Sherwood Park sisters Ayva and Halla Ahlefed could see some hope on the horizon with a trial drug. 

Ayva, 18, and Halla, 15, were both diagnosed with Labrune Syndrome in elementary school after having multiple seizures.

This extremely rare genetic disease causes progressive degeneration of the brain where a mix of cerebral white matter disease, intracranial calcification, and cysts invade the brain and cause loss of function. 

After hearing about a drug initially created to help cancer patients in a Facebook group for families affected by Labrune Syndrome, Lindsey Switzer, the girl's mother, brought it to their medical team's attention.

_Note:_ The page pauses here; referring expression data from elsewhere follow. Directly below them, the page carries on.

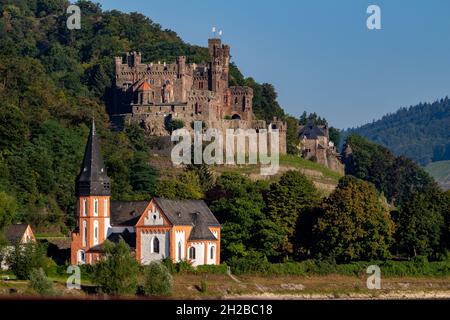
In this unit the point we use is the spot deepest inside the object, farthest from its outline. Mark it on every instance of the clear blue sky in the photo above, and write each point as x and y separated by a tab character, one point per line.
319	54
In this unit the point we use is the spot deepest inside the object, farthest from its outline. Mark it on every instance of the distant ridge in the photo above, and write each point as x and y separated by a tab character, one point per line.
420	132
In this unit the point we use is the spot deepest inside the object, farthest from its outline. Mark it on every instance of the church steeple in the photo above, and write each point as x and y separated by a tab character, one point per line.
93	180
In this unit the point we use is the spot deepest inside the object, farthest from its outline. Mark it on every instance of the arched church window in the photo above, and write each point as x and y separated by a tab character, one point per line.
84	233
155	245
192	253
212	250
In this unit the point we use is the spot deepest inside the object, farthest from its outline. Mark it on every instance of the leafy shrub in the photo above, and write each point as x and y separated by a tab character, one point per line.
253	262
40	283
212	269
169	264
158	280
116	274
24	258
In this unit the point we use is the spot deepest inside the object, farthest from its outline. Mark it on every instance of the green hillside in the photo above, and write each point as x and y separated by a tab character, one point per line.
440	171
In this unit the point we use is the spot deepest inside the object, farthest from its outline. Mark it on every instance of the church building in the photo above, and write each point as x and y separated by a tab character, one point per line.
154	230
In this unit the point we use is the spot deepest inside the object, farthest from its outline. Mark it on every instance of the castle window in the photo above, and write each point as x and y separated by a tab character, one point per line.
192	253
105	207
155	245
211	252
95	207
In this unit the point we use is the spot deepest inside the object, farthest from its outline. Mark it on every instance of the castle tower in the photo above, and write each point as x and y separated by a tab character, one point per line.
220	56
93	204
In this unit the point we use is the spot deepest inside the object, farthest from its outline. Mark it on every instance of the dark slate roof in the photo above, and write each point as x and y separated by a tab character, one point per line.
128	237
14	233
93	179
311	131
190	212
200	231
127	213
186	212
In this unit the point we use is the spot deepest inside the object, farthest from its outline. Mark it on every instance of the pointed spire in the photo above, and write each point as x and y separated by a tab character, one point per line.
93	179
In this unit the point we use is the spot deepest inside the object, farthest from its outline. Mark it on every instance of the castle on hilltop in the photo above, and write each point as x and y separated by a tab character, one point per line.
150	94
315	144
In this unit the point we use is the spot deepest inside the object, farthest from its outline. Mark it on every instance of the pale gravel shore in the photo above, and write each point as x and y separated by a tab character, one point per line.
394	295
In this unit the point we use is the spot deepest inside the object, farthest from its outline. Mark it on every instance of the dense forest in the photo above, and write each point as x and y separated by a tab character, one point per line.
420	132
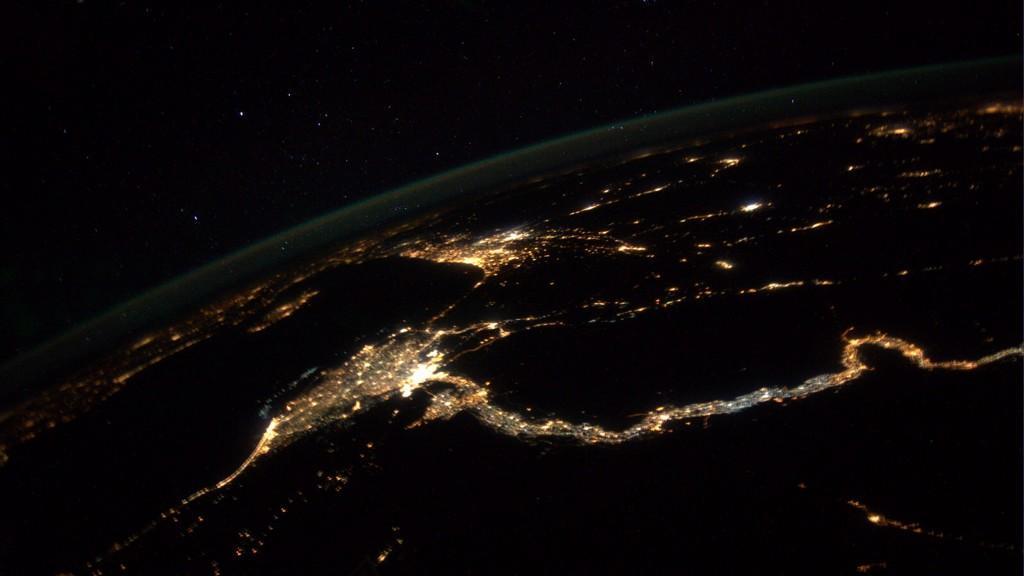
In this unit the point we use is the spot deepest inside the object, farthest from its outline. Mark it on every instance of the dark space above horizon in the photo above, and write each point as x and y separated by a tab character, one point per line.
153	139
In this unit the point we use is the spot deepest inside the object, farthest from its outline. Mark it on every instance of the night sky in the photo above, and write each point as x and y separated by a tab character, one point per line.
152	139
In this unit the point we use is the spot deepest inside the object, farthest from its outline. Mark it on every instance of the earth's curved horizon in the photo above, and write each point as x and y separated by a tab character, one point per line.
785	324
748	112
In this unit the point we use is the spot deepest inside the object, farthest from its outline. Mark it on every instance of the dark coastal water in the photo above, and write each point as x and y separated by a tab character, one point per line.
451	396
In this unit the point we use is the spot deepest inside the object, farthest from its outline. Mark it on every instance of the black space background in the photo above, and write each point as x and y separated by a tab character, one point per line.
144	139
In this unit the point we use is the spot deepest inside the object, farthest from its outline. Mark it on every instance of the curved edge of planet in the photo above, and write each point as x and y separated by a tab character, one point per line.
20	375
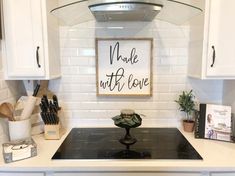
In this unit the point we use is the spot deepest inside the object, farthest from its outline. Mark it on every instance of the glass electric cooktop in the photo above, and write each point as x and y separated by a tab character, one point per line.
103	143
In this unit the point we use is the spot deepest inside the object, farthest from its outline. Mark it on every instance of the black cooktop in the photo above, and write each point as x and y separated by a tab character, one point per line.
103	143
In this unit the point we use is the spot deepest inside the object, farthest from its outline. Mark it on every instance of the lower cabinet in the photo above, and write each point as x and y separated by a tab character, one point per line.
223	174
21	174
128	174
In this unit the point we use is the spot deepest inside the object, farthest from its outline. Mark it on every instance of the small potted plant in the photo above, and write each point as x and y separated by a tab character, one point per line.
187	105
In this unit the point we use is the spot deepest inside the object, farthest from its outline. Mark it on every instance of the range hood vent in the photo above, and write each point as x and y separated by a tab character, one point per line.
75	12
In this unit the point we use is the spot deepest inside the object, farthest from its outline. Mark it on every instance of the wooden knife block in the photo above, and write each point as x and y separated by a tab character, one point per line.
53	132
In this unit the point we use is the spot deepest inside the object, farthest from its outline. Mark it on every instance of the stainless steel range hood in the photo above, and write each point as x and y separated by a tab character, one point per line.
74	12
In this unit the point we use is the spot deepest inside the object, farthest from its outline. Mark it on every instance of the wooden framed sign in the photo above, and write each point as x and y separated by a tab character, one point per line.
124	66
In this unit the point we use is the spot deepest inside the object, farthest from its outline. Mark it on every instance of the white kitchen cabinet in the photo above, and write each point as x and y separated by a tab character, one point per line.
20	174
31	40
223	174
212	53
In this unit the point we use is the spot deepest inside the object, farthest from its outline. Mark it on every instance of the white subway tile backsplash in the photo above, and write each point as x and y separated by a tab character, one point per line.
77	87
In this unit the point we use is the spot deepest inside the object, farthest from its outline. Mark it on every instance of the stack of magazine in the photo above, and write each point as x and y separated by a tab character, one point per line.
214	122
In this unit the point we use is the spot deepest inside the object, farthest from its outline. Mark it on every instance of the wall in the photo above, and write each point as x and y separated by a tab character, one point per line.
10	91
229	94
77	86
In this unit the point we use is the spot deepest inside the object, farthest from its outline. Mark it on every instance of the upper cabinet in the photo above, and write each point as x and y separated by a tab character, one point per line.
212	53
30	40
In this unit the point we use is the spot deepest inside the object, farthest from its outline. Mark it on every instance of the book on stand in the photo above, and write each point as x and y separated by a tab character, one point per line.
214	122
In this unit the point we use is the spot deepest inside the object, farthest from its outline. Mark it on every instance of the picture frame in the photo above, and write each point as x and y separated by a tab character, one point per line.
214	122
124	66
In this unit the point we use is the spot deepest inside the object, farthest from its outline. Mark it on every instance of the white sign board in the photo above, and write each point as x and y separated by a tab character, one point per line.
124	66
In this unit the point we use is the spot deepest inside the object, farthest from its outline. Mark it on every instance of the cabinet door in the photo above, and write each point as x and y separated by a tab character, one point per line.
23	38
20	174
221	39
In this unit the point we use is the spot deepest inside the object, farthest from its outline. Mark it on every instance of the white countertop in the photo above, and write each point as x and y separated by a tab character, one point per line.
217	156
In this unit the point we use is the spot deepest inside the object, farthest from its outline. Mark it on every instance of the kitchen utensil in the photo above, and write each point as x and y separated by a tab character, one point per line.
35	92
6	111
55	101
19	129
28	107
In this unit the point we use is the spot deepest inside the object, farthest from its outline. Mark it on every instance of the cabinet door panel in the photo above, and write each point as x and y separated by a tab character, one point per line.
221	36
20	174
23	33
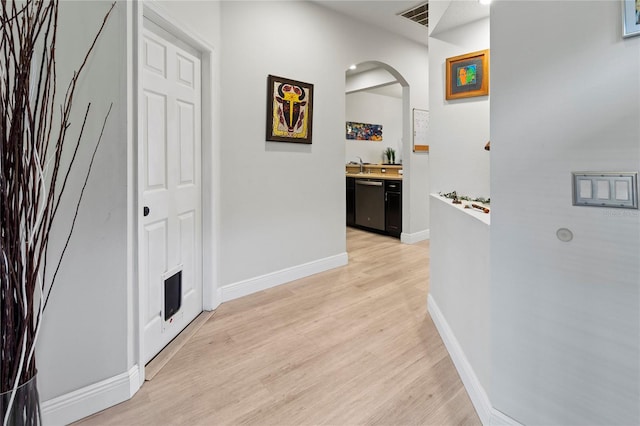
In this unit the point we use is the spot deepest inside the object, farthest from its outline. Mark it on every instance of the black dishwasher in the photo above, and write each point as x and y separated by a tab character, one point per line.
370	203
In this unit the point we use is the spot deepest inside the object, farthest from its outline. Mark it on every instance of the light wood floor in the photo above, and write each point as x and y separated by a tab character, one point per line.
350	346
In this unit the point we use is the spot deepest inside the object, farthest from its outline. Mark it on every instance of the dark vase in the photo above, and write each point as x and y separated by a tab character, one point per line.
24	408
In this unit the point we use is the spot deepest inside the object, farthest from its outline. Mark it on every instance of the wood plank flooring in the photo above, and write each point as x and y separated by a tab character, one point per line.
350	346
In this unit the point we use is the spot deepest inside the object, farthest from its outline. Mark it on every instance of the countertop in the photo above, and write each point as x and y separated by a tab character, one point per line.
365	175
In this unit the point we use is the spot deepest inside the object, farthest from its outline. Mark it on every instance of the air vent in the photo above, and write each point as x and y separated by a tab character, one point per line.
419	14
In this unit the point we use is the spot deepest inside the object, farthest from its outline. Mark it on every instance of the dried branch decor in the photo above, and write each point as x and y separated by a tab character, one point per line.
33	179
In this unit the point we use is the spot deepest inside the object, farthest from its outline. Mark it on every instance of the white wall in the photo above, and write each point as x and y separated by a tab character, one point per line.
363	107
566	316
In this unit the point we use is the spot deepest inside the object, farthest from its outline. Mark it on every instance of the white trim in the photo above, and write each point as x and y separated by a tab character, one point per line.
415	237
263	282
498	418
83	402
479	398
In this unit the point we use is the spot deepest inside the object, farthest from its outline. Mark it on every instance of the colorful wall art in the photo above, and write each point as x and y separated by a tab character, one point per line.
364	131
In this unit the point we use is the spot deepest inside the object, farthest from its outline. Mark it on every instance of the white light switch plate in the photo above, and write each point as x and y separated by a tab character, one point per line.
605	189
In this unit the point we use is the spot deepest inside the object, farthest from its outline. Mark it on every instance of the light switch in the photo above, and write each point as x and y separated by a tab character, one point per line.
605	189
585	188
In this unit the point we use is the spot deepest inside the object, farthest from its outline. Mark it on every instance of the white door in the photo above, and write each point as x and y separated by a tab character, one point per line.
170	173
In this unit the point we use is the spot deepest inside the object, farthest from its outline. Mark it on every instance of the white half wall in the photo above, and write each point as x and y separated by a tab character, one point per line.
283	204
363	107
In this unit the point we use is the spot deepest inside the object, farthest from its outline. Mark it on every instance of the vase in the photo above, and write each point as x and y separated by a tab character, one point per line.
25	407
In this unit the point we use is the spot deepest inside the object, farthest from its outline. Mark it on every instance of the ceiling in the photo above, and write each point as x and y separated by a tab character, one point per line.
383	14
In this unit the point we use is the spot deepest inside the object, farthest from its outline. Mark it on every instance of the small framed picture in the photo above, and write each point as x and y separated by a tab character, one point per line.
289	110
630	18
468	75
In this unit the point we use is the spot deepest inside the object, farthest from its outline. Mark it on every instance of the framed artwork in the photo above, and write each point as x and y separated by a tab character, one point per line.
289	110
468	75
420	129
364	131
630	18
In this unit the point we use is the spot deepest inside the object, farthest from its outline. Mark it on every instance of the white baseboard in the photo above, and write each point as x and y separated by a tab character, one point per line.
263	282
479	398
83	402
414	237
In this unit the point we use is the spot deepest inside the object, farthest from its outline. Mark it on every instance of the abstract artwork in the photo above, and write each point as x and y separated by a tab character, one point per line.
467	75
364	131
289	110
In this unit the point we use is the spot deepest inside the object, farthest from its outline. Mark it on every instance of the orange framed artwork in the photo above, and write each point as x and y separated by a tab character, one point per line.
467	75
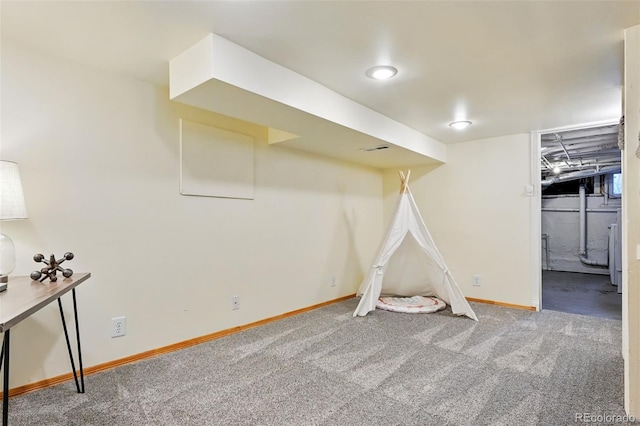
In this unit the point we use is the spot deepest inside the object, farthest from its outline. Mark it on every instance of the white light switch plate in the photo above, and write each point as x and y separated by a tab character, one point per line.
529	190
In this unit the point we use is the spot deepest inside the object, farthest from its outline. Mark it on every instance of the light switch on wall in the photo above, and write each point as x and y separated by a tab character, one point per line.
529	190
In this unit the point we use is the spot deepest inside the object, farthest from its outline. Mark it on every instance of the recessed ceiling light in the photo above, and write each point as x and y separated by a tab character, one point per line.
382	72
460	124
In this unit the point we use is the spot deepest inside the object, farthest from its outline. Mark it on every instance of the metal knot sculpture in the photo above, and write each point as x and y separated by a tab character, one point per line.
53	266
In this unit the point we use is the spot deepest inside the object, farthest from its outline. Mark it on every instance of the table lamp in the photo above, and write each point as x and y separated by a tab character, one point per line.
12	207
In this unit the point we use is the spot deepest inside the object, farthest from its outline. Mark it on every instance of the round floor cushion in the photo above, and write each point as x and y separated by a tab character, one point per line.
411	305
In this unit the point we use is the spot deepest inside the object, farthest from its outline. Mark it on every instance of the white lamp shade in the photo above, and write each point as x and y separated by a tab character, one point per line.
12	205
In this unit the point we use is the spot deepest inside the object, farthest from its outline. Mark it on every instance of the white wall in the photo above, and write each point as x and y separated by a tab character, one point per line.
563	229
98	155
631	223
477	212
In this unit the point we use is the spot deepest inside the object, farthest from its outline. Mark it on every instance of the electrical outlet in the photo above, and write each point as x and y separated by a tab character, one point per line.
118	326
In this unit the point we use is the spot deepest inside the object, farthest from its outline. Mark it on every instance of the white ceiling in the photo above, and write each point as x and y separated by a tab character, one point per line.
509	67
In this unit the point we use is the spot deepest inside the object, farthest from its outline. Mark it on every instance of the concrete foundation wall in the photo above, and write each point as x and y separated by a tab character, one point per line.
561	224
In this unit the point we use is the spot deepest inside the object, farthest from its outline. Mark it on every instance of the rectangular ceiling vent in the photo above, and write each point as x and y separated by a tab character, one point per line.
375	148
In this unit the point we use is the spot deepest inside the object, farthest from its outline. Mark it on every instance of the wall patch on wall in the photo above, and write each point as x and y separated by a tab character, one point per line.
215	162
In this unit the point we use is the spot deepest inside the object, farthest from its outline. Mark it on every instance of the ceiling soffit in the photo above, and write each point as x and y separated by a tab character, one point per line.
218	75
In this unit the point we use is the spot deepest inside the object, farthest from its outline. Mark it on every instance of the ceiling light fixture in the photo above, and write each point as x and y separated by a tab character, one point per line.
382	72
459	125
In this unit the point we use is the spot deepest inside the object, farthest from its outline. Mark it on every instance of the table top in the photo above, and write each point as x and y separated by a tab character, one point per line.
24	296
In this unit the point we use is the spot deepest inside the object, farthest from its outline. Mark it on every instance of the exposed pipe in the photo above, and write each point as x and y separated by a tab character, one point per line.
571	210
580	174
583	233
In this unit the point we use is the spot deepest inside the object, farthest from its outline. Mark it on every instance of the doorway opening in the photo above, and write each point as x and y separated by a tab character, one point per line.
581	201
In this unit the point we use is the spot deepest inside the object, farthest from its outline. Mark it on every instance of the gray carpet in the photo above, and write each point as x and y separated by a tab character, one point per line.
326	368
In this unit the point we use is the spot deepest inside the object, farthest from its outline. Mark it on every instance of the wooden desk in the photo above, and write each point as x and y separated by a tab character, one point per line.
24	297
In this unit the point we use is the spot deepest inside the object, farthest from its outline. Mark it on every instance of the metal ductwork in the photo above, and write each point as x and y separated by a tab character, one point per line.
581	174
578	154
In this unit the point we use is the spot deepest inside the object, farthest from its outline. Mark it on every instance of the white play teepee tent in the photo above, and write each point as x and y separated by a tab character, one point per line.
408	263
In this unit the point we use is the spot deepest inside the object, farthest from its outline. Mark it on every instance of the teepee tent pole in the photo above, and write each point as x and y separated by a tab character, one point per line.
423	270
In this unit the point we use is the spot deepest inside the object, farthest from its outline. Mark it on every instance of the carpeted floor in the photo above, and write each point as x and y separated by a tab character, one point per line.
324	367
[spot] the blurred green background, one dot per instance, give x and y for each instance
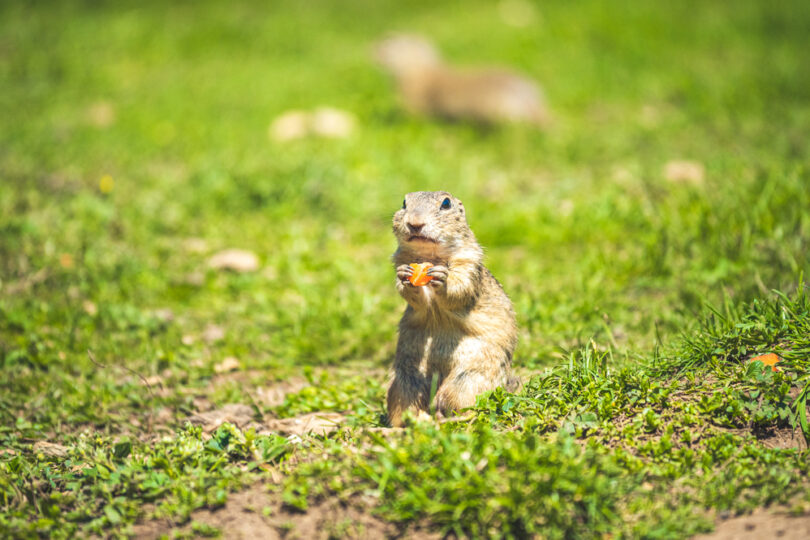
(171, 104)
(134, 146)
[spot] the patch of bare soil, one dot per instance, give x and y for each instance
(761, 524)
(257, 513)
(244, 417)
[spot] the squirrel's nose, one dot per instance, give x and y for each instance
(415, 227)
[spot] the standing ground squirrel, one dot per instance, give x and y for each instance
(484, 95)
(459, 328)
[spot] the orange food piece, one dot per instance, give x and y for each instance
(769, 359)
(419, 276)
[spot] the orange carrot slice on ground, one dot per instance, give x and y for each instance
(419, 276)
(769, 359)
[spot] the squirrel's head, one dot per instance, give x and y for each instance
(431, 219)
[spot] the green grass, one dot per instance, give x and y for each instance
(639, 411)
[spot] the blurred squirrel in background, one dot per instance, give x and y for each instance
(482, 95)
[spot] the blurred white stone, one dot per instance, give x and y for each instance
(238, 260)
(331, 122)
(289, 126)
(101, 114)
(684, 171)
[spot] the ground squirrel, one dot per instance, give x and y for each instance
(484, 95)
(459, 328)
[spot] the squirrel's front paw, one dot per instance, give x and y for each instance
(404, 272)
(439, 275)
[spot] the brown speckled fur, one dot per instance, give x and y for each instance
(460, 327)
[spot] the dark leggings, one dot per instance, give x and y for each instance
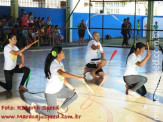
(125, 39)
(136, 83)
(9, 74)
(52, 100)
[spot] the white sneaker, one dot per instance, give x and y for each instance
(33, 111)
(134, 94)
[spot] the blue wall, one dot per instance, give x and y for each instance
(58, 17)
(110, 21)
(4, 10)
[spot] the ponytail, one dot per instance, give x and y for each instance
(51, 56)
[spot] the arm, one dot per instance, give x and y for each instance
(102, 55)
(20, 51)
(95, 47)
(140, 64)
(22, 60)
(68, 75)
(69, 85)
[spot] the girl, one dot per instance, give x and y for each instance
(124, 33)
(10, 67)
(131, 77)
(55, 74)
(58, 34)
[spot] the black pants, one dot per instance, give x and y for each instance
(9, 74)
(125, 39)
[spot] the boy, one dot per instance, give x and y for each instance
(95, 59)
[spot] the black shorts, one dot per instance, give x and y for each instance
(94, 66)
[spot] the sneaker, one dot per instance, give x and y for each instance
(134, 94)
(33, 111)
(63, 111)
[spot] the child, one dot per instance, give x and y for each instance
(138, 29)
(10, 54)
(155, 27)
(124, 33)
(55, 74)
(95, 58)
(131, 76)
(81, 32)
(58, 34)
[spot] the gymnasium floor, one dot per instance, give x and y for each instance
(111, 103)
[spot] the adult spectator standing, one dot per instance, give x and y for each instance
(81, 32)
(129, 26)
(48, 21)
(155, 27)
(138, 30)
(124, 33)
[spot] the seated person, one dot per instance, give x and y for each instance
(95, 59)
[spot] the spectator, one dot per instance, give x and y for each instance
(48, 21)
(42, 21)
(17, 22)
(4, 20)
(129, 26)
(58, 34)
(49, 32)
(24, 20)
(33, 33)
(43, 35)
(39, 21)
(11, 22)
(138, 30)
(155, 27)
(54, 37)
(124, 33)
(31, 21)
(81, 31)
(22, 12)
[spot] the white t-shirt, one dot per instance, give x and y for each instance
(132, 68)
(56, 81)
(92, 54)
(10, 59)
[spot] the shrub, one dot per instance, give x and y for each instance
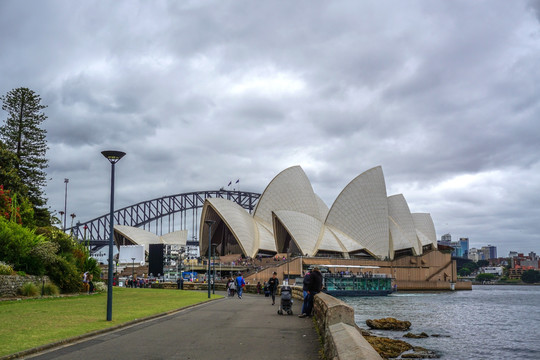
(50, 289)
(100, 286)
(64, 274)
(29, 289)
(5, 269)
(16, 242)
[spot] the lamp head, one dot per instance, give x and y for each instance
(113, 156)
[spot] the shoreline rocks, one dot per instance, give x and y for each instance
(388, 324)
(416, 336)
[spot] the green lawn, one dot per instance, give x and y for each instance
(29, 323)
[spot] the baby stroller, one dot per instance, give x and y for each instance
(286, 301)
(231, 288)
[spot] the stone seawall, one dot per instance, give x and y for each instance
(10, 284)
(342, 338)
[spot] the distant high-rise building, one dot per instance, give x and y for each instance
(464, 244)
(489, 252)
(474, 254)
(446, 240)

When administered by IV every two weeks, Avastin is a drug that could slow the growth and presence of cysts on the brain. Although it will not reverse the medical issues the girls currently have, it could stop growth and prolong their lives.

Switzer was very excited when she learned about Avastin, but the drug's price is more than she can currently afford. 

The Victory Fund will cover fifty per cent of the drug's $30,000 price tag, but only Halla will get the chance to try the drug before Ayva.

Halla was recently moved into palliative care due to the illness progressing much faster than expected. She no longer can walk or feed herself and needs assistance to be transported from home to the hospital. 

With Switzer being the primary at-home caregiver and a single mom, she said this has presented challenges in more ways than ever expected.

"People have good intentions and want to be apart of our lives, but once they are and see what is involved, most of them leave because it is too sad," said Switzer.

"I realized that not everyone is strong enough to love someone for who they are, rather than what they can offer you. It turned into a beautiful lesson for me and my girls."

A GoFundMe page has been set up by Switzers' friend to help raise money for the other half of Avastins price tag.

Both of the girls receive care at the Stollery Children's Hospital in Edmonton.